Ronda una idea en la que
la clase política casi siempre se empantana. La idea tiene que ver con
la creencia -errónea a nuestro juicio- de que la gente cuando vota por
un gobierno, incluso más allá del tamaño de sus mayorías, da un cheque
en blanco para la ejecución de un programa de gobierno único, monolítico
y excluyente, un mandato al gobierno electo para implementar su
programa casi a cualquier costo, cuando en realidad son muy pocos los
que siquiera leyeron el programa, menos adherir a una ideología o a una
línea política exclusiva. Sin embargo, los vencedores se atribuyen el
triunfo completo, no sólo el de sus circunstanciales mayorías
parlamentarias ni la elección a veces sorpresiva de un presidente, sino
-al parecer- también la voluntad del pueblo en pos de los conceptos
planteados en campaña.
Con
la experiencia adquirida desde hace casi 20 años en relación a una
supuesta inestabilidad ideológica de nuestra base ciudadana votante, que
veleidosa en sus preferencias electorales, intercambió gobiernos como
se cambia de marca de detergente, una vez con Bachelet y otra con Piñera
con asombrosa facilidad, o el amplio triunfo en primera vuelta de la
derecha más dura mientras que un par de semanas después, ya en segunda,
el electorado revierte el resultado hacia una izquierda que se jactaba
de ser refundacional, asociada a sectores partidarios de ideas tan
trasnochadas como muchos de sus viejos dirigentes políticos, por nombrar
dos rápidos ejemplos.
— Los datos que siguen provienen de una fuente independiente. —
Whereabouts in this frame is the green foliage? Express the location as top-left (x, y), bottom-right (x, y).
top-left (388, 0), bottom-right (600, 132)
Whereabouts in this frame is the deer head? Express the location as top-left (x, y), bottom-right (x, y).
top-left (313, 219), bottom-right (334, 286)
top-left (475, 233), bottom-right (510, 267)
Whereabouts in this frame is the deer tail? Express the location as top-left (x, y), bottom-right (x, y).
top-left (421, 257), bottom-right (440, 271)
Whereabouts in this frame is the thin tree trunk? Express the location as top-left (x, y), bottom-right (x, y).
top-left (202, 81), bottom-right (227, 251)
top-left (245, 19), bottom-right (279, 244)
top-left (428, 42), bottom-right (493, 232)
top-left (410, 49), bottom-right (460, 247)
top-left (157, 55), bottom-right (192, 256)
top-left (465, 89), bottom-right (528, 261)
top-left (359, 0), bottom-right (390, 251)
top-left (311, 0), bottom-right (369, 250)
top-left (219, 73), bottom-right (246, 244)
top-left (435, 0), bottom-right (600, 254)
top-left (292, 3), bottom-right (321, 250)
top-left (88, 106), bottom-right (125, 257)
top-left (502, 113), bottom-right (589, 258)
Debiera ser hora que nuestra clase política deje
de una vez de creer que los triunfos electorales se deben a la
preferencia de la ciudadanía por sus programas, como si éstos estuvieran
repletos de ideas estanco, como decíamos antes, excluyentes de otras,
como soluciones sacrosantas.
Parte
de esta lógica explica el fracaso del primer proceso constituyente, por
ello la necesidad de incorporar en el balotaje de 2022 la sensibilidad
del “socialismo democrático” al gobierno del Presidente Boric, con el
eventual malestar que eso pudo significar para sus aliados allende la
centroizquierda, que ven cómo su programa popular se desvanece ante la
realidad de los hechos políticos, pero también, de la evidencia prístina
de los propios hechos sociales.
Todo
lo anterior hace difícil gobernar, ¿qué en realidad quiere el
electorado, qué representan los movimientos sociales, las marchas, qué
dicen verdaderamente los cambiantes resultados de las votaciones en
nuestro país de un tiempo a esta parte?
Por
eso se hacen complejas las definiciones políticas, la dificultad de
construir programas de gobierno coherentes ¿cuánto preservar de cada
proyecto cuánto ceder? No son pocos los que prefieren atrincherarse en
la idea de volver sobre los mismos eslóganes de campaña o aquellos que
en cambio insisten negar la sal y el agua a los adversarios o desprecian
el diálogo y el acuerdo como mecanismo formidable para abordar las
demandas ciudadanas que de tan genuinas y honestas, para los dogmáticos a
veces parecen contradictorias.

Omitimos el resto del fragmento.